Secured borrowing among banks hit Sh90bn

In the first half of the year, the CBK mopped up a cumulative Sh3.78 trillion in liquidity from banks through repos.

Photo credit: File | Pool

Commercial banks had borrowed a cumulative Sh90.4 billion from each other using their government securities as collateral between the start of the year and July 4, pointing to liquidity challenges for some lenders despite muted growth in lending to customers.

Liquidity distribution in the banking sector has in recent years been skewed in favour of large lenders, partly reflecting their ability to gather cheaper deposits at scale, and the lingering effect of the flight to safety by customers of small banks were spooked by the collapse of three smaller lenders in 2015 and 2016.

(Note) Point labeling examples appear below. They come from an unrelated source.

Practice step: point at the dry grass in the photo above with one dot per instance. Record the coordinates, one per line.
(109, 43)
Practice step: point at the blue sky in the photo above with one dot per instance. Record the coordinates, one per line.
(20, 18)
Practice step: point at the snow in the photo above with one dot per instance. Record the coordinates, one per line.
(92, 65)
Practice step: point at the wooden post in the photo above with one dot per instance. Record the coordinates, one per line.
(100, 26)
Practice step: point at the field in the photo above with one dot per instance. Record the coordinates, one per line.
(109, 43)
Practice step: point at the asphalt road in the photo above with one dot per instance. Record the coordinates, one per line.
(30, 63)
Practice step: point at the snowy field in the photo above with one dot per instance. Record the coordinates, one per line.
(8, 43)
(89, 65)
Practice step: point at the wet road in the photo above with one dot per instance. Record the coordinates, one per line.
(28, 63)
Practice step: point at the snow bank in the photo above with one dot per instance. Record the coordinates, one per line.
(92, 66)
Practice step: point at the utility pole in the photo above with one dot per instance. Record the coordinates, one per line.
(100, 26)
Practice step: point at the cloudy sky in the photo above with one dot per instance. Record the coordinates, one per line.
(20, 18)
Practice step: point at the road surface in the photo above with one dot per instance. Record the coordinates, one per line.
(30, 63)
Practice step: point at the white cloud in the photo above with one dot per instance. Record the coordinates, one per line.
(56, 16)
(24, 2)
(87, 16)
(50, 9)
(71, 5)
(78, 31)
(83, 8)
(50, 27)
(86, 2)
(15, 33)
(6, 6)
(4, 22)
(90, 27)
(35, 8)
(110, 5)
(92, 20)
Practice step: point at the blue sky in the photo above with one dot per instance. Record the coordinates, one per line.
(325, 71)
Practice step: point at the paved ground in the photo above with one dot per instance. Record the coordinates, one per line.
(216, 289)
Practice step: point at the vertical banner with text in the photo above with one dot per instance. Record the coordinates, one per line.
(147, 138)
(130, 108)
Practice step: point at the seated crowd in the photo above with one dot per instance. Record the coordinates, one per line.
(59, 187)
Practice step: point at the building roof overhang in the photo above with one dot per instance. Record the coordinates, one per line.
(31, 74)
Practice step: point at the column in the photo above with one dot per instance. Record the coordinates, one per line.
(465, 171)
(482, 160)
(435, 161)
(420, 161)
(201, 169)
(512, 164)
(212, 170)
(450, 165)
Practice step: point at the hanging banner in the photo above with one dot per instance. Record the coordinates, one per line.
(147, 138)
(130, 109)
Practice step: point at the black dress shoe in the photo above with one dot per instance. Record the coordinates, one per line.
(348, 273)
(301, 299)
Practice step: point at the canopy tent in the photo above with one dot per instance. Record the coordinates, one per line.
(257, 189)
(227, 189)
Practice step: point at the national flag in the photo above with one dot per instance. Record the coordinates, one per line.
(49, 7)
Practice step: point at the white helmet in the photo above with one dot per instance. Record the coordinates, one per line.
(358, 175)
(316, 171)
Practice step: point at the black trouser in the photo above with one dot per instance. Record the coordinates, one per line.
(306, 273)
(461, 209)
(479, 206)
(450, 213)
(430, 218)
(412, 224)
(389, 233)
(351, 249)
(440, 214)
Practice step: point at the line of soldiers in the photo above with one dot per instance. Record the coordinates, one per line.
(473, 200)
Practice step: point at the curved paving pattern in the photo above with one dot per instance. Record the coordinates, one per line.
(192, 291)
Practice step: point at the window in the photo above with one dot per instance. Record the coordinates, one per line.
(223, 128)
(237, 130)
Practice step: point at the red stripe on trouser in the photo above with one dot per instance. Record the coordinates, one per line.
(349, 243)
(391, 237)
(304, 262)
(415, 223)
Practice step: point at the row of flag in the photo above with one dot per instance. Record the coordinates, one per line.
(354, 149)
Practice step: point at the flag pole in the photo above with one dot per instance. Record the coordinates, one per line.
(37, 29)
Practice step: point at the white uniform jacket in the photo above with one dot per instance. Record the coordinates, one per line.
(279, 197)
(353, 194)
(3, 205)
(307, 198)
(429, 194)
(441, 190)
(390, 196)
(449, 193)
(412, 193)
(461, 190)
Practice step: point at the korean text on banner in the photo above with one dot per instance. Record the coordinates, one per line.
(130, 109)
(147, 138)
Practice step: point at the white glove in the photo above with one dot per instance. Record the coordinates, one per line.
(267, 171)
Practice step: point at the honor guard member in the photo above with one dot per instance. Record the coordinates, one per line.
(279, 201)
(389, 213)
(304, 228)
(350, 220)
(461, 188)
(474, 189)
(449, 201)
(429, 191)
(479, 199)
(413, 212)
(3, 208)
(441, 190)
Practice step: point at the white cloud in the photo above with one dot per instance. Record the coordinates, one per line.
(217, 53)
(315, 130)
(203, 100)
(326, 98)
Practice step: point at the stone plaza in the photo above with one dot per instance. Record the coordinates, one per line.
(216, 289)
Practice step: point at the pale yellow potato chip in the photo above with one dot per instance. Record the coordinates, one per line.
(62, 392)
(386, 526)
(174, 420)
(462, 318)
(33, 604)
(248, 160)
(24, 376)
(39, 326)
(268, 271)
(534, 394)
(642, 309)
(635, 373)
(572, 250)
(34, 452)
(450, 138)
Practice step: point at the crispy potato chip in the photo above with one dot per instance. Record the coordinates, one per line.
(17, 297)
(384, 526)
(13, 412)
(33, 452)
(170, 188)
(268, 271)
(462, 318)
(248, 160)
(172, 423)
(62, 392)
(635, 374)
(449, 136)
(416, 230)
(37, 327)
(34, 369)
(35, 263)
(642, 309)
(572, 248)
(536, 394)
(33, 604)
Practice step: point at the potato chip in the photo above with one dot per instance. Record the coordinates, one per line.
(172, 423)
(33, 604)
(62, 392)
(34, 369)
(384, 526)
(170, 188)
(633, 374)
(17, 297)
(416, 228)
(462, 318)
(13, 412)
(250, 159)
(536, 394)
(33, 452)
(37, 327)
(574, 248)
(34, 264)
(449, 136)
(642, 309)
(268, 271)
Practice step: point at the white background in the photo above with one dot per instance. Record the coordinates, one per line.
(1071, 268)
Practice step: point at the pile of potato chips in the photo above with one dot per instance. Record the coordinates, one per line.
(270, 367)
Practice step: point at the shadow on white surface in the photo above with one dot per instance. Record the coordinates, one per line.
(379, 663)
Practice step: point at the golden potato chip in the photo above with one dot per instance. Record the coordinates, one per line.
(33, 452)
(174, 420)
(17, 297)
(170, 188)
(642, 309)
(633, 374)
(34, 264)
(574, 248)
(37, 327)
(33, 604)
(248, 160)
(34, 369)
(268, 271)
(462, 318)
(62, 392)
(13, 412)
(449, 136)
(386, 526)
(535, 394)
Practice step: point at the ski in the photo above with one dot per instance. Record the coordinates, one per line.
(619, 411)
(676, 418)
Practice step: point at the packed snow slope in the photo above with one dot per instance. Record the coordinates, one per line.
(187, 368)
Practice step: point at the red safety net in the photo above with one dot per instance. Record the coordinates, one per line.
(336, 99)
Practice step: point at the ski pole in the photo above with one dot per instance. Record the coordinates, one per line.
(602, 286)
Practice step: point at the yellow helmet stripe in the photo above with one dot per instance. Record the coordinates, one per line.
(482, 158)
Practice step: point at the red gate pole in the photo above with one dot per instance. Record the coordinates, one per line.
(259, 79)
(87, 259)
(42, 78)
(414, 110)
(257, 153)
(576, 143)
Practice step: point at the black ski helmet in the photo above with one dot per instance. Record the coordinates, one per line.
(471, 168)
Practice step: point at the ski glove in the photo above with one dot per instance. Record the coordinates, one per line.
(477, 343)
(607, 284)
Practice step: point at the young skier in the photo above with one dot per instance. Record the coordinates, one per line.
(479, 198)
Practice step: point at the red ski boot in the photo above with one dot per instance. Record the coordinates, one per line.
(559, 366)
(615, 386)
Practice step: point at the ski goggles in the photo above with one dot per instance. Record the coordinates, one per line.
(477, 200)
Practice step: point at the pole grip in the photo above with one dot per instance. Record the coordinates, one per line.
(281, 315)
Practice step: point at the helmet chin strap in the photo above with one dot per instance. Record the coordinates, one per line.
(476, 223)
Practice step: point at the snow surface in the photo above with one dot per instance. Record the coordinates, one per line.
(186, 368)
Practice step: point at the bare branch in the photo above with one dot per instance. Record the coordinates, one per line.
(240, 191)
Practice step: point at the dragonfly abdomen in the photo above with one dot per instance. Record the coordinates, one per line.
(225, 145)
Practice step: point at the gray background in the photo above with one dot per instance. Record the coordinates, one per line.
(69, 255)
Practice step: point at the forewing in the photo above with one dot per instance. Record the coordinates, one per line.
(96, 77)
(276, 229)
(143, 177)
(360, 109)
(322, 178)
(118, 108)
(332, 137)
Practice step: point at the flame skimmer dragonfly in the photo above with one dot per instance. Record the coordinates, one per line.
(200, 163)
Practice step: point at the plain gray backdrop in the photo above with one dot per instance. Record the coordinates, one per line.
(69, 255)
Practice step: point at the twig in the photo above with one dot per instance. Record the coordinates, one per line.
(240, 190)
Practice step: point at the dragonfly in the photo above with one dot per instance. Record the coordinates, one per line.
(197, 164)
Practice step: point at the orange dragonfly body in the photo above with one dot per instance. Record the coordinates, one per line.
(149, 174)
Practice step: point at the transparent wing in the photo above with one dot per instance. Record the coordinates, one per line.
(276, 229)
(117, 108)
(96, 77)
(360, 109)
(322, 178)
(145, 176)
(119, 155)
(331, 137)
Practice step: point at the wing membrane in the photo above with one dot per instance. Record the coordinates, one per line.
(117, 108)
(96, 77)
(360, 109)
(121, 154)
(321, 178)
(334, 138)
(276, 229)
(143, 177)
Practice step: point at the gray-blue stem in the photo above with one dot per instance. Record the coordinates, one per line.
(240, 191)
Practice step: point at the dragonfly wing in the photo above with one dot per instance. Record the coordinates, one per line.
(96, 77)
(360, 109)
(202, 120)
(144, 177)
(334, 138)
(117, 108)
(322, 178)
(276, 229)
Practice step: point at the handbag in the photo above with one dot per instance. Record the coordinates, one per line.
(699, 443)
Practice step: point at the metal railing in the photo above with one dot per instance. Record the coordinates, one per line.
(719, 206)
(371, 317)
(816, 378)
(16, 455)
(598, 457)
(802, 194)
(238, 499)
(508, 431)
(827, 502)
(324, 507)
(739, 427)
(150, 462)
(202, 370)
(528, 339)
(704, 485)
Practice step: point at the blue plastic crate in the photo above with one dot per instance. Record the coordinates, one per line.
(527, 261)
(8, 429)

Small banks also faced difficulties accessing the interbank market for emergency liquidity needs due to perceived higher risk of default in the wake of the three lenders’ collapsing, leading to increased dependence on liquidity support from the Central Bank of Kenya (CBK).

The revival of the horizontal repo market (as the collateralised interbank borrowing is known) in 2022, supported further by the introduction of the digital bond trading platform DhowCSD, opened a new channel for the banks to access emergency funding.

CBK data shows that by July 4, the outstanding amount in horizontal repos stood at Sh3.6 billion, which was borrowed at an annualised interest rate of 9.75 percent, reflecting the short maturity cycle of the facility.

As a liquidity support facility for banks, the horizontal repo supports other windows such as the CBK’s reverse repos and the discount window.

Banks also offer liquidity support to each other through the interbank or overnight market, which unlike the horizontal repos does not require collateral.

The horizontal repo facility was introduced in September 2008, but utilisation remained low, eventually falling into dormancy in 2014.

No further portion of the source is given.